Pulse Biosciences applies electronic impulses to penetrate cell walls to encourage tumor cell death and induce a response from the immune system to kill more tumor cells. The company’s technology, based on pioneering research at Old Dominion University and Eastern Virginia Medical School, uses very fast electronic impulses of about 100 nanoseconds, but also in high voltages to penetrate cell walls and disrupt the cell’s functions. Because of the impulses’ high speed, says the company, the thousands of volts applied in the charges affect only the targeted cells, not surrounding cells or tissue.

The technology — which the company calls nano-pulse stimulation, or NPS, and says is drug-free — stimulates cell signals in tumors that promote the natural programmed death of cells, a process known as apoptosis. NPS, according to Pulse Biosciences, also enlists cancer-killing cells in the immune system to recognize and attack the same type of tumor cells, and clears them away.

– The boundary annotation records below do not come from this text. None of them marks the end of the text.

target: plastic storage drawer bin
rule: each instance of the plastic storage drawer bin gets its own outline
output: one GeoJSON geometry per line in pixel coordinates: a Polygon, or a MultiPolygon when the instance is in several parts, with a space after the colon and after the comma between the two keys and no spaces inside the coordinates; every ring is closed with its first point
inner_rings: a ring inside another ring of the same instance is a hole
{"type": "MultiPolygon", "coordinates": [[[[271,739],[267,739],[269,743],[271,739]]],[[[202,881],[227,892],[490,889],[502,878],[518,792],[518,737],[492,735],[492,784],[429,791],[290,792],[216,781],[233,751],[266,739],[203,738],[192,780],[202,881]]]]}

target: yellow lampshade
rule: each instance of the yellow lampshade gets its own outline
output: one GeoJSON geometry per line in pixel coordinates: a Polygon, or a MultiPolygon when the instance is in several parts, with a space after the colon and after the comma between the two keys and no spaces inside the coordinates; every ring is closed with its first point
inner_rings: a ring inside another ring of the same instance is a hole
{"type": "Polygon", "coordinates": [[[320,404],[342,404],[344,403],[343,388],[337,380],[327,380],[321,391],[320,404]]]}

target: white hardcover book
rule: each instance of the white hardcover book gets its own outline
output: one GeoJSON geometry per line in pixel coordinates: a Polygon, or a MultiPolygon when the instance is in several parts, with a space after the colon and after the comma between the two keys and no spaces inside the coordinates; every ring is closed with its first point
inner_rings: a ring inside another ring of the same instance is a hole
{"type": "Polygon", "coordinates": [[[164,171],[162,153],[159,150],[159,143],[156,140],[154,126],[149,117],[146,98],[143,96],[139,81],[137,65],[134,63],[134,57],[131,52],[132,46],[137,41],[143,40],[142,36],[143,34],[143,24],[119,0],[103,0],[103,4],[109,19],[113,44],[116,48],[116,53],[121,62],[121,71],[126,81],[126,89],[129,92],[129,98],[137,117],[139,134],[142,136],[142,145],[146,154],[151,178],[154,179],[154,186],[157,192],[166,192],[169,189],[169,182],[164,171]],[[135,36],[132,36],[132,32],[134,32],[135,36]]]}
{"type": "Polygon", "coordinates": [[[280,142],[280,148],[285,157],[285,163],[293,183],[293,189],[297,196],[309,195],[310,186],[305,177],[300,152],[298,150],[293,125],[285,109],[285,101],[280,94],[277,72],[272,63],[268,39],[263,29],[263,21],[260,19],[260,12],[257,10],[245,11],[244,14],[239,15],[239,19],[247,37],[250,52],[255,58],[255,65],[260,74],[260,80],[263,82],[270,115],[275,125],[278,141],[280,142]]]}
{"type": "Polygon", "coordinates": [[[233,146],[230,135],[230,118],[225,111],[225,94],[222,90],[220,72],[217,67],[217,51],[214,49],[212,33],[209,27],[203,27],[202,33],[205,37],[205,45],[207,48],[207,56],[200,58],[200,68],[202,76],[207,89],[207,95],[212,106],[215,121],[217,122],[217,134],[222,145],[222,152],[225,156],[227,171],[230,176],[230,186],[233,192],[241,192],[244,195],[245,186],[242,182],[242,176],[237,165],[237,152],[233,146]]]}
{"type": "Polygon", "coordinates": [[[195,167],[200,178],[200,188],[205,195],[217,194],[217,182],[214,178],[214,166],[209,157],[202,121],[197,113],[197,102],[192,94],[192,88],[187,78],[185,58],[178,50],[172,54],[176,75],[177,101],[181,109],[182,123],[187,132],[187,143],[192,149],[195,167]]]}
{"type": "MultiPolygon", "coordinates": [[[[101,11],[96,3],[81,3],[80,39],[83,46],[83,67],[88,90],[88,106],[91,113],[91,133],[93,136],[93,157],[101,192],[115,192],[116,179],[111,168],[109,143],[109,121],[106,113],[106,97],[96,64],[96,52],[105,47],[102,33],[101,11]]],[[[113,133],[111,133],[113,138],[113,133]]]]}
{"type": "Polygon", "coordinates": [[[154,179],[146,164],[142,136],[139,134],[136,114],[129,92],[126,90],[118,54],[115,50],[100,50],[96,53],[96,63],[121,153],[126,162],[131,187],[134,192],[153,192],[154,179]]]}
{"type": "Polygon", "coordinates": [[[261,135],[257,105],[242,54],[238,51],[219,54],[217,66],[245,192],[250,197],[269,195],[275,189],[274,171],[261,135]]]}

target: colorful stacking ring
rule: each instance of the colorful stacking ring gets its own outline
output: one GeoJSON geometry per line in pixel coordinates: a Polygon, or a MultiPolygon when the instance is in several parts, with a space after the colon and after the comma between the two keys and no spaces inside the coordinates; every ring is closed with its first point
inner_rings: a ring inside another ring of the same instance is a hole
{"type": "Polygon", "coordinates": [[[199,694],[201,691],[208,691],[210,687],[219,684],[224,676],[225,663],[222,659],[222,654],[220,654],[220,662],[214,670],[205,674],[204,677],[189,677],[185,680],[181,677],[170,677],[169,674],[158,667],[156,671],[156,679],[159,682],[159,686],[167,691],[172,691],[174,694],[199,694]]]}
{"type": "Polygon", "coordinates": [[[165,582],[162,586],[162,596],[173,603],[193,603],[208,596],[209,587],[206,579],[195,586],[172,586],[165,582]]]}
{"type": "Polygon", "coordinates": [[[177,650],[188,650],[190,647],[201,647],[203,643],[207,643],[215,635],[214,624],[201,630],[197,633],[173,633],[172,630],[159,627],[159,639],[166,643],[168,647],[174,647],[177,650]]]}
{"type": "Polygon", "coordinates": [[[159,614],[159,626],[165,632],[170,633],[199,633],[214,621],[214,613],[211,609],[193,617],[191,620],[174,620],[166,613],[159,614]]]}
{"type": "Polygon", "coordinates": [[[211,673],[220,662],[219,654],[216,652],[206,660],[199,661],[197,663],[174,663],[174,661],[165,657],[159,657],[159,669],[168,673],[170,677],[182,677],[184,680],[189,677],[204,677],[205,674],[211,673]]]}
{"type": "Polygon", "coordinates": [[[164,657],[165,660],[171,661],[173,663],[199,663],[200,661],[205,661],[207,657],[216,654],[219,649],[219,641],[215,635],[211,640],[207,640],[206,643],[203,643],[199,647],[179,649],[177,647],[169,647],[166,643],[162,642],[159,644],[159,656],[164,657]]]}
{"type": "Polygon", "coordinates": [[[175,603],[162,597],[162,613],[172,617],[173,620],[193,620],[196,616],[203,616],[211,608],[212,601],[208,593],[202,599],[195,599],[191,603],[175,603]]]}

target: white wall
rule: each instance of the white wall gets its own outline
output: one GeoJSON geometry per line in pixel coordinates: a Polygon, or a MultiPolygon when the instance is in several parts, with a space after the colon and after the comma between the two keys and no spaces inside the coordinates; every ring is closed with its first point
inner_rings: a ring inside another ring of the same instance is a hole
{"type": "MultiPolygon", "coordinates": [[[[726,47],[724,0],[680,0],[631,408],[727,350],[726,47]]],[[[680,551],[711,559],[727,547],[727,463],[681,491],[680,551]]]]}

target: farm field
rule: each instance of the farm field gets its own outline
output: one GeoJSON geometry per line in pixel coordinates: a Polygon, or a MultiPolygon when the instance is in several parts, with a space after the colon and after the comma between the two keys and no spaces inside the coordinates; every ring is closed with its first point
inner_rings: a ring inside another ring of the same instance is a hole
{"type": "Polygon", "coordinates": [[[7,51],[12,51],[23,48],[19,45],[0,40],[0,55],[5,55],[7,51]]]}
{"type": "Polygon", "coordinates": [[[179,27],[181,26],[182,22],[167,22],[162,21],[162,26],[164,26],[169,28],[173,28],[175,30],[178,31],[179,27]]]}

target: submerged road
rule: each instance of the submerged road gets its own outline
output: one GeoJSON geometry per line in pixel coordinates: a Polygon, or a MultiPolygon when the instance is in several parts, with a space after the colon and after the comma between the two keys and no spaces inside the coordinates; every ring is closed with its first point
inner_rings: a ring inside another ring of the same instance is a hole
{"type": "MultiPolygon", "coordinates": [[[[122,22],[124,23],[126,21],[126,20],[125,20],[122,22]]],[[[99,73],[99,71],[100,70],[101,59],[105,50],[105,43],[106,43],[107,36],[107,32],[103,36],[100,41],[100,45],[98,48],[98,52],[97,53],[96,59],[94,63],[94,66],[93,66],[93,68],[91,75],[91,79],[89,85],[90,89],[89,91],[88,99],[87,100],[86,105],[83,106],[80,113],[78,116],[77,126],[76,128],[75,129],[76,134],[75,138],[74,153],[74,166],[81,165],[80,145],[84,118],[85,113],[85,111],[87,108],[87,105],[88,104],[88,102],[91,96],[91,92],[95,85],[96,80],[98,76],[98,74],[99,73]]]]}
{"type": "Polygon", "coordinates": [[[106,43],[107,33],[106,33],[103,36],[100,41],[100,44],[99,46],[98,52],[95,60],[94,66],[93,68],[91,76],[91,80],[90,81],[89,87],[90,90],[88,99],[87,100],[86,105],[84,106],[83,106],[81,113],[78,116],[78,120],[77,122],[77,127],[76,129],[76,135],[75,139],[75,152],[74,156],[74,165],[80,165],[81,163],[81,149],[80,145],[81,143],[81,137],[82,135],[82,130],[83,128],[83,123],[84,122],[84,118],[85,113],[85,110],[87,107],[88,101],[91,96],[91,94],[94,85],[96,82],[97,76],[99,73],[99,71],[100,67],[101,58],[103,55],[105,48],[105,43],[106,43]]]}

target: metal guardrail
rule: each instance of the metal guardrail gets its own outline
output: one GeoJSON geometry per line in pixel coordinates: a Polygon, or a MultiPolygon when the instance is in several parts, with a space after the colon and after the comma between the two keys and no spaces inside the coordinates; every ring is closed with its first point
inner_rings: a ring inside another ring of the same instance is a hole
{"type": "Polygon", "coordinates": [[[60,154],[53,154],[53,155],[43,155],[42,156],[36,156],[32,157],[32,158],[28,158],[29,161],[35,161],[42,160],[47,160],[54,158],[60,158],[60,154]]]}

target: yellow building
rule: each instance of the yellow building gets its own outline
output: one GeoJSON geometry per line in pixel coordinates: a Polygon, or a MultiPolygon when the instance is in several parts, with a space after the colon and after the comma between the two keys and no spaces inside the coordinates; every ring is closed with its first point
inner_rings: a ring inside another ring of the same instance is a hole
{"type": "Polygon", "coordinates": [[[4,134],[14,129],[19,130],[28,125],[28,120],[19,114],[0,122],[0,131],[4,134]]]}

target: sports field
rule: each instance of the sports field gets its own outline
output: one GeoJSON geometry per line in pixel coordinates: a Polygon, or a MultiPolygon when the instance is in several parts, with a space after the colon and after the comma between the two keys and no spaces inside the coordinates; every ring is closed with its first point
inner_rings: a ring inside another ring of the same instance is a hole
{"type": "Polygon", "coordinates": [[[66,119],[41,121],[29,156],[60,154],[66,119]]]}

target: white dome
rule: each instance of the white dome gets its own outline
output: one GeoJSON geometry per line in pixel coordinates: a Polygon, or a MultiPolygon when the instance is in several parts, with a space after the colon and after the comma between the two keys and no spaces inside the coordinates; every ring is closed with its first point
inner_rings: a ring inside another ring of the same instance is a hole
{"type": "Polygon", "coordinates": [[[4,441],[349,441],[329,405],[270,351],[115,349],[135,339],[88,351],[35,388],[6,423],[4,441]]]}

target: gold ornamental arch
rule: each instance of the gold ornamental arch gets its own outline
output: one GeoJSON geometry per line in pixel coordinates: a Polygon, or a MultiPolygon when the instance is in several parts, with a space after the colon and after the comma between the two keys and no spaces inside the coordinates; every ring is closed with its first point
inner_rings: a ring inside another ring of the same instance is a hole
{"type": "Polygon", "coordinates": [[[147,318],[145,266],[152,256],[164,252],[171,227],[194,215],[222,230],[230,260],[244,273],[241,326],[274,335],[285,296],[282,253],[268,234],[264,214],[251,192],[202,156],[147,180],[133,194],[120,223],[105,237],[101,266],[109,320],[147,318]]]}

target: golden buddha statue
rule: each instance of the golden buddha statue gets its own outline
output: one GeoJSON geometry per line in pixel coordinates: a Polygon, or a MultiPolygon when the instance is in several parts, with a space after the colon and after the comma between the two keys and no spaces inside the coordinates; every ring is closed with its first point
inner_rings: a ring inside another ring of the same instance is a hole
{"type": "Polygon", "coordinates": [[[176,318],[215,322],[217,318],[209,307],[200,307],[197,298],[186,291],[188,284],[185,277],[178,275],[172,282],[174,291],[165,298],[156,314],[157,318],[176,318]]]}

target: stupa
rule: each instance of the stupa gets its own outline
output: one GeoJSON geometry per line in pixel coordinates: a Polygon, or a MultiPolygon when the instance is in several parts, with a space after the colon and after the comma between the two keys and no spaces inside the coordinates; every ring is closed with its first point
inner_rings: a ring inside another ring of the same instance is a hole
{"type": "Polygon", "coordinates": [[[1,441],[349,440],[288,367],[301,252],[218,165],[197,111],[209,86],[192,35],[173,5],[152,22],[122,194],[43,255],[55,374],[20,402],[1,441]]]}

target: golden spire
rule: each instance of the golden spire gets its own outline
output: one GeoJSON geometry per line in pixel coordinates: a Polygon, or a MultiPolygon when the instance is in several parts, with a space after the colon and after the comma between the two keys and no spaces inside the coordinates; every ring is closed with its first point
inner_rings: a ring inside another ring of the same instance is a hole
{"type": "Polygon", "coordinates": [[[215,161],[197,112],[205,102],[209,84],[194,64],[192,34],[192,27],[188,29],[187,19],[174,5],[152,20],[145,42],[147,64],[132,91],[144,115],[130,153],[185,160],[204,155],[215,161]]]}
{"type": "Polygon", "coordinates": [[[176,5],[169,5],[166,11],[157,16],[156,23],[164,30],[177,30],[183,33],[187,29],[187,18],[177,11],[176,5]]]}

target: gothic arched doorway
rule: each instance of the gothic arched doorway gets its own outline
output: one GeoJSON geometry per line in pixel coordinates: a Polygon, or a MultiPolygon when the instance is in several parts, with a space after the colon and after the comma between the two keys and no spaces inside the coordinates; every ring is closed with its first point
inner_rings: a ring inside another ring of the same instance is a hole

The studies presented at the conference report on tests of the NPS technology in lab mice and with tumor cell lines in lab cultures that indicate the technology’s ability to stimulate immune-system responses similar to vaccines. A report titled, “Nanosecond pulsed electric field treatment of murine melanomas initiates an immune response and inhibits metastasis,” shows the effects of the technology in mice implanted with melanoma or advanced skin cancer tumors. The tumors were then removed either by surgery or with NPS treatments, followed by researchers injecting more melanoma cells into the mice. Results show mice receiving NPS treatments exhibited fewer metastatic or spreading cancers than mice whose tumors were surgically removed, suggesting the NPS treatments have an immunizing effect against metastatic cancer.

Another report titled, “Adaptive immune response to nano-pulse stimulation,” shows mice implanted with fibrosarcoma or soft-tissue tumors and treated with NPS showed more immune system cells infiltrating the primary tumor. In addition, similar tumors given to the mice 3 weeks later were completely rejected by immune-system cells in the mice.

A third report, “Nanosecond pulsed electric field treatment of tumor cell lines triggers immunogenic cell death,” shows NPS treatments on 3 separate tumor cell lines resulted in indicators of apoptosis in the treated cells. The authors suggest these results could explain the vaccine-like effects preventing tumor growth or spreading reported in the tests with mice, later challenged with new tumors.

“We believe the immune response observed in these recent studies,” says Pulse Biosciences CEO Darrin Uecker in a company statement, “further indicates that NPS may have the ability to prime the immune system and may be effective, and potentially even synergistic, when used in combination with other immuno-therapeutics, with the distinct advantage of not adding any drug related toxicity.”